Customarily, the ghettos were enclosed with walls and gates and kept locked at night and during church festivals such as Holy Week, when anti-Semitic outbursts were particularly likely because of the alleged guilt of the Jews in the Crucifixion of Christ. Inside the ghetto the Jews were autonomous, with their own religious, judicial, charitable, and recreational institutions. Since lateral expansion of the ghetto was, as a rule, impossible, houses tended to be of unusual height, with consequent congestion, fire hazards, and unsanitary conditions. Outside the ghetto, Jews were obliged to wear an identifying badge (usually yellow), and they were in danger of bodily harm and harassment at all times.
The ghettos in western Europe were permanently abolished in the course of the 19th century. The last vestige disappeared with the occupation of Rome by the French in 1870. In Russia the Pale of Settlement (see pale), a restrictive area on the western provinces of the empire, lasted until the 1917 Revolution. Ghettos continued in some Islamic countries, such as Yemen, until the large-scale emigration to Israel in 1948. The ghettos revived by the Nazis during World War II were merely overcrowded holding places that served as preliminaries to extermination. The Warsaw ghetto was the foremost example.

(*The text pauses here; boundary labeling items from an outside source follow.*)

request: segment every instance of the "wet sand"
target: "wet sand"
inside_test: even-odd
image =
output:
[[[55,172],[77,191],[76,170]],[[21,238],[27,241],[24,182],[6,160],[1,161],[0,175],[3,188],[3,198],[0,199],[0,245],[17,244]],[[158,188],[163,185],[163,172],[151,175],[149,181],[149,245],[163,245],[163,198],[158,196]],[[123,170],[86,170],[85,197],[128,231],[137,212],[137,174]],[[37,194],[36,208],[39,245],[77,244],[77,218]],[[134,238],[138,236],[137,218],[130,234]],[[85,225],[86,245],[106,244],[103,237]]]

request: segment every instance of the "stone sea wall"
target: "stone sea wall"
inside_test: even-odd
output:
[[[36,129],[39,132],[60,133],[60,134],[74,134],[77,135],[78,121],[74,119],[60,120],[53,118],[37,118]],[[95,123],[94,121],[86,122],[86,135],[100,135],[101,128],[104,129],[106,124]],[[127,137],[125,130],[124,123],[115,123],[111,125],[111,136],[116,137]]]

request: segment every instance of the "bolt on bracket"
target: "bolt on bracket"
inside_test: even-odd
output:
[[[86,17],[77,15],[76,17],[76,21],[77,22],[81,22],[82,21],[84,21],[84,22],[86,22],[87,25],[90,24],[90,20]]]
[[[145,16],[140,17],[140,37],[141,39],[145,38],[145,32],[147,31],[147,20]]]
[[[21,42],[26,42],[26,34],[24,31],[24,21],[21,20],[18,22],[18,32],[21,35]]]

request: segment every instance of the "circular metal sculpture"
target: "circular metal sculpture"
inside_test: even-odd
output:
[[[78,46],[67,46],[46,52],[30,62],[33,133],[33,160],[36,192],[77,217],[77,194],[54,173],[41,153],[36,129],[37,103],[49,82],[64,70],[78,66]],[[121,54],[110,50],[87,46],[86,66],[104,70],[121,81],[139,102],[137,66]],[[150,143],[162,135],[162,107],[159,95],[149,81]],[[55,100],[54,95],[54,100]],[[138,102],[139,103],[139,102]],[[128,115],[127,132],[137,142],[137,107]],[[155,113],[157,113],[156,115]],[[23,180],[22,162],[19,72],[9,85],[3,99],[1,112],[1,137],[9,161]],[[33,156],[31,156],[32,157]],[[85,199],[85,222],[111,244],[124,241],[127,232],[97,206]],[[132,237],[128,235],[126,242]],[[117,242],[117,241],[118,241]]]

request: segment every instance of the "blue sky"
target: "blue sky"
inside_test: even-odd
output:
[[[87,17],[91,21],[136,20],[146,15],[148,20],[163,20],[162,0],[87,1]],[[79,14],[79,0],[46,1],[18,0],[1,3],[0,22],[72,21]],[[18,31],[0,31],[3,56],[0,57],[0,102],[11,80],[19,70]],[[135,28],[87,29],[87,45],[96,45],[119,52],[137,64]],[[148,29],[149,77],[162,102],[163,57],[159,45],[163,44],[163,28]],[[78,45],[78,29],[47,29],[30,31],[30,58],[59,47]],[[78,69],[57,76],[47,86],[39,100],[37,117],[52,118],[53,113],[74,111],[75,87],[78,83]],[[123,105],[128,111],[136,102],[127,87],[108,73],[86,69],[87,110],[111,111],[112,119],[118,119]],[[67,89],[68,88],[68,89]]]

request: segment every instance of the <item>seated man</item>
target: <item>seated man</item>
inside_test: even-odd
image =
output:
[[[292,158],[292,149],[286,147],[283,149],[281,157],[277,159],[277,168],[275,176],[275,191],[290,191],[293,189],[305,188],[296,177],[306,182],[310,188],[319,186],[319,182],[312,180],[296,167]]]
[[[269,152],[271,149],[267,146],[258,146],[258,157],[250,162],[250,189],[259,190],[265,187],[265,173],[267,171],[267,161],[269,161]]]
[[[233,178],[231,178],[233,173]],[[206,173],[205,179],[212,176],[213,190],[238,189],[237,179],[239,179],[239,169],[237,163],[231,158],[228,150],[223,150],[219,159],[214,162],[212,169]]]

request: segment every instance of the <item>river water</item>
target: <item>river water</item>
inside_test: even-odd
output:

More recently, the term ghetto has come to apply to any urban area exclusively settled by a minority group. In the United States, immigrant groups and African Americans were compelled to live in ghettos because of legal and illegal discrimination and economic and social pressures. The goal of modern legislation has been to dissipate ghettos, but enforcement of civil rights laws (e.g., the Civil Rights Act) passed from the 1960s onward has been hampered by some of the same social prejudices that brought the first ghettos into being.